Unsurprisingly, she's waiting for me in my smoking alcove by the time I get out the back door. Even though I'm maybe thirty seconds late, she's impatiently tapping her toes, with her arms crossed and a very pissy expression on her face.

"What the hell's the matter with you?" I ask, tapping out a cigarette and lighting up, taking a drag before Wendy unceremoniously snatches it from between my lips and crushes it beneath the heel of her thigh-high boot.

"Oh no you don't. First off, that's disgusting, and second, I don't want you derisively blowing smoke in my face just because you don't like what I'm going to tell you.

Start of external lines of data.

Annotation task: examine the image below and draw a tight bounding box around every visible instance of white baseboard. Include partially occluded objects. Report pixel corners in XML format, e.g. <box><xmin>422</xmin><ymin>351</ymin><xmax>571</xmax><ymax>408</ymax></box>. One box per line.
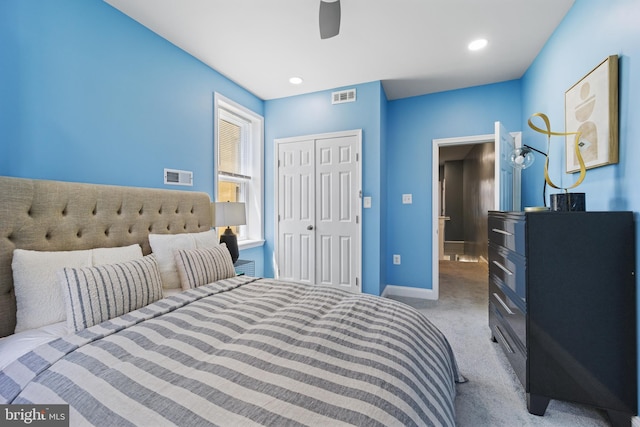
<box><xmin>382</xmin><ymin>285</ymin><xmax>438</xmax><ymax>300</ymax></box>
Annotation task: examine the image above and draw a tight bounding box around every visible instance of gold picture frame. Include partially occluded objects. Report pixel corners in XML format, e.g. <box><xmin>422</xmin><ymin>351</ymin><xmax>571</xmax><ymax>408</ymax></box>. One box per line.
<box><xmin>564</xmin><ymin>55</ymin><xmax>618</xmax><ymax>173</ymax></box>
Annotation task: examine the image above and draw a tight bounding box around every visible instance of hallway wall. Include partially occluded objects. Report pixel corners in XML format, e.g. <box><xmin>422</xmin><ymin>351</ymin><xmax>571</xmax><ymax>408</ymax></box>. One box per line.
<box><xmin>463</xmin><ymin>142</ymin><xmax>495</xmax><ymax>258</ymax></box>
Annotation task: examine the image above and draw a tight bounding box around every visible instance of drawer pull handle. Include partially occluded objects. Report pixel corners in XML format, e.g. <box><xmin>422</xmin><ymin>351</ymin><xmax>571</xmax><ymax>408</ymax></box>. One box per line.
<box><xmin>496</xmin><ymin>325</ymin><xmax>515</xmax><ymax>354</ymax></box>
<box><xmin>492</xmin><ymin>261</ymin><xmax>513</xmax><ymax>276</ymax></box>
<box><xmin>493</xmin><ymin>292</ymin><xmax>513</xmax><ymax>314</ymax></box>
<box><xmin>491</xmin><ymin>228</ymin><xmax>513</xmax><ymax>236</ymax></box>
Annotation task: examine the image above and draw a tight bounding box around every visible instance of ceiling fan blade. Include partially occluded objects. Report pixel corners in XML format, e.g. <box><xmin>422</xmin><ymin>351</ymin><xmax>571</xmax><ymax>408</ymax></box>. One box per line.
<box><xmin>320</xmin><ymin>0</ymin><xmax>340</xmax><ymax>39</ymax></box>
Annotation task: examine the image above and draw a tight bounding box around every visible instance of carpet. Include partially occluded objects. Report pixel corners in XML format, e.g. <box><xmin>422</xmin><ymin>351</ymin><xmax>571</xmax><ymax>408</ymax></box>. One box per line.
<box><xmin>392</xmin><ymin>261</ymin><xmax>609</xmax><ymax>427</ymax></box>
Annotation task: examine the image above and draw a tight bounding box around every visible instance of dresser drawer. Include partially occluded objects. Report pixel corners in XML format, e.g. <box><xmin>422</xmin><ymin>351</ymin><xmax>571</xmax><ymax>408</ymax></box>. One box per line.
<box><xmin>489</xmin><ymin>277</ymin><xmax>527</xmax><ymax>348</ymax></box>
<box><xmin>488</xmin><ymin>215</ymin><xmax>525</xmax><ymax>256</ymax></box>
<box><xmin>489</xmin><ymin>302</ymin><xmax>527</xmax><ymax>388</ymax></box>
<box><xmin>489</xmin><ymin>243</ymin><xmax>527</xmax><ymax>301</ymax></box>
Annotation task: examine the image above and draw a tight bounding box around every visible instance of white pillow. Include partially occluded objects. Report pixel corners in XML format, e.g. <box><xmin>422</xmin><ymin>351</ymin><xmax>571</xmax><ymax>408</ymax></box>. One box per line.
<box><xmin>11</xmin><ymin>244</ymin><xmax>142</xmax><ymax>332</ymax></box>
<box><xmin>91</xmin><ymin>243</ymin><xmax>142</xmax><ymax>265</ymax></box>
<box><xmin>11</xmin><ymin>249</ymin><xmax>92</xmax><ymax>332</ymax></box>
<box><xmin>149</xmin><ymin>230</ymin><xmax>220</xmax><ymax>289</ymax></box>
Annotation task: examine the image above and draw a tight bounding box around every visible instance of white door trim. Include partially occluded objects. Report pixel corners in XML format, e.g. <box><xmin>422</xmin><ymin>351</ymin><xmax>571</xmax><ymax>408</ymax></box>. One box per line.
<box><xmin>272</xmin><ymin>129</ymin><xmax>363</xmax><ymax>292</ymax></box>
<box><xmin>431</xmin><ymin>132</ymin><xmax>522</xmax><ymax>299</ymax></box>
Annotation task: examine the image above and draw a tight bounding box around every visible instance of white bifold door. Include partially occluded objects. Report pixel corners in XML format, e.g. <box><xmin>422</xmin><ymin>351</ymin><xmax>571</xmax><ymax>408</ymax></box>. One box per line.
<box><xmin>275</xmin><ymin>131</ymin><xmax>362</xmax><ymax>292</ymax></box>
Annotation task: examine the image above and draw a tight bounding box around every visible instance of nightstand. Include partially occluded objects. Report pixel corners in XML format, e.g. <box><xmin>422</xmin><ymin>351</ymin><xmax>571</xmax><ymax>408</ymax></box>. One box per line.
<box><xmin>233</xmin><ymin>259</ymin><xmax>256</xmax><ymax>276</ymax></box>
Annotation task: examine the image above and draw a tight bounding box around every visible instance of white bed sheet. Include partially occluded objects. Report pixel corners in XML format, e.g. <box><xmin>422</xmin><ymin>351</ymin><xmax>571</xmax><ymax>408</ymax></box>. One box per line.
<box><xmin>0</xmin><ymin>289</ymin><xmax>190</xmax><ymax>370</ymax></box>
<box><xmin>0</xmin><ymin>321</ymin><xmax>70</xmax><ymax>370</ymax></box>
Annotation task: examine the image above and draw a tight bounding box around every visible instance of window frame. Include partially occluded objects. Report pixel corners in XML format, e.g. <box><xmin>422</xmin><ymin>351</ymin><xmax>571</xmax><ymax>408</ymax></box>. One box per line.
<box><xmin>213</xmin><ymin>92</ymin><xmax>264</xmax><ymax>249</ymax></box>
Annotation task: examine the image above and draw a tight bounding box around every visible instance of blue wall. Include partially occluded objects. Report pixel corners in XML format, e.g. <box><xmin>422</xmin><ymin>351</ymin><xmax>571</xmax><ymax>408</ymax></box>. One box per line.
<box><xmin>382</xmin><ymin>80</ymin><xmax>522</xmax><ymax>289</ymax></box>
<box><xmin>522</xmin><ymin>0</ymin><xmax>640</xmax><ymax>410</ymax></box>
<box><xmin>264</xmin><ymin>82</ymin><xmax>386</xmax><ymax>295</ymax></box>
<box><xmin>0</xmin><ymin>0</ymin><xmax>264</xmax><ymax>271</ymax></box>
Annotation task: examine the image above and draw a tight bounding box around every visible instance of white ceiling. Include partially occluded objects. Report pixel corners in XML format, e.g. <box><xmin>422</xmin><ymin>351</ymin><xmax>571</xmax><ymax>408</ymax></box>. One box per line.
<box><xmin>105</xmin><ymin>0</ymin><xmax>574</xmax><ymax>100</ymax></box>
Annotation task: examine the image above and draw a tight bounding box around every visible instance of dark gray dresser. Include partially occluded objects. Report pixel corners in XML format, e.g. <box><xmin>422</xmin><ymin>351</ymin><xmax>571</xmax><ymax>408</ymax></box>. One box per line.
<box><xmin>488</xmin><ymin>212</ymin><xmax>637</xmax><ymax>426</ymax></box>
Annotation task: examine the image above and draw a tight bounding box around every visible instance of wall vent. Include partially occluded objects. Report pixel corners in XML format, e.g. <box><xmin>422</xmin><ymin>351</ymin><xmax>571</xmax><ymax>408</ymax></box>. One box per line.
<box><xmin>164</xmin><ymin>169</ymin><xmax>193</xmax><ymax>186</ymax></box>
<box><xmin>331</xmin><ymin>89</ymin><xmax>356</xmax><ymax>104</ymax></box>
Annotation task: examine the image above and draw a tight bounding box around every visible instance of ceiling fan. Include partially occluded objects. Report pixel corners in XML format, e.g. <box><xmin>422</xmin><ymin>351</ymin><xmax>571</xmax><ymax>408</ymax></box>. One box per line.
<box><xmin>320</xmin><ymin>0</ymin><xmax>340</xmax><ymax>39</ymax></box>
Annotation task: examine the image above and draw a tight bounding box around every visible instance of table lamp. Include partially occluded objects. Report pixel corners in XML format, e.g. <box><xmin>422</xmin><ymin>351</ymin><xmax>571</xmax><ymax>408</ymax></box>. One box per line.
<box><xmin>213</xmin><ymin>202</ymin><xmax>247</xmax><ymax>263</ymax></box>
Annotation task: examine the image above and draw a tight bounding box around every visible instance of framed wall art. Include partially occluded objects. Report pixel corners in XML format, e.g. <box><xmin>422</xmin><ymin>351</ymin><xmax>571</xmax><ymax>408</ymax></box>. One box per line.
<box><xmin>564</xmin><ymin>55</ymin><xmax>618</xmax><ymax>172</ymax></box>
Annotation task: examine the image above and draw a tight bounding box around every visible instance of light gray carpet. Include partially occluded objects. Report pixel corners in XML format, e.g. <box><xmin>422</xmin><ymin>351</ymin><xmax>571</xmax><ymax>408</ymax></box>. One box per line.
<box><xmin>393</xmin><ymin>261</ymin><xmax>609</xmax><ymax>427</ymax></box>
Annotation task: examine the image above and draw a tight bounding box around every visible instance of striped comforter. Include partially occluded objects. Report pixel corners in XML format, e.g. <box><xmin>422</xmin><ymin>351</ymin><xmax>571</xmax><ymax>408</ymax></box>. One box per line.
<box><xmin>0</xmin><ymin>276</ymin><xmax>462</xmax><ymax>426</ymax></box>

Kyle's told me just how disgusting that is, and I'm not going to stand for it."

"Oh God," I groan. "He can't even fucking talk to me himself? Now he's sending his ex-girlfriend after me? How the hell does that work? I thought you hated him."

"Oh I did," she says, with a curt nod. "I did. I mean, I always had my suspicions, because he was way too caring and considerate to be totally on the straight and narrow, but I never really figured he would be after you, of all people."

"What the fuck do you mean, me, of all people?" I ask, more than a little anger seeping into my voice. "Love knows no boundaries, it doesn't just happen between people of the same fucking social status, Miss Homecoming Queen/Cheerleading Captain."

"That's not what I meant," she replies with a glare. "What I mean is, you don't exactly seem like his type."

"Good! Someone sees it! Tell him that!" I say, wildly gesturing in the direction of Kyle's house. At least, I think that's the direction it's in. I'm not entirely sure anymore.

"The problem is, you're not the guy he fell for in the first place. He's still in love with Stan-of-three-years-ago," Wendy tells me, taking a seat on one of the crates near the bottom of the alcove.

"Well I hate to burst his little puppy-love bubble, but Stan-of-three-years-ago doesn't exist anymore. He's dead. Froze to death, I believe," I reply, leaning back against the wall and trying to treat this as nothing more than a quasi-friendly chat. At least we haven't come to blows. Hopefully we won't.

"Obviously," Wendy retorts sarcastically. "Stan-of-three-years-ago would never have sauntered like a fucking pornstar leaking rainbows out of his distended asshole to lay a brain-searing kiss on the secretly-closeted King Jock in front of his friends, teammates, and girlfriend."

I gape at her fairly foul-mouthed description of my plan to out Kyle, choking back laughter. "WHAT!? Leaking rainbows out of my asshole!?"

"You heard me," she says. "But that was a fucking lowlife, scumbag thing to do. If you're going to out him, out him, but it wasn't fucking necessary at all to rip the closet door off its hinges, yank him out, and then bludgeon us all with the door. Kyle's not the only person whose life you ruined that day, Stanley." Ooh, full name, she's pissed at me.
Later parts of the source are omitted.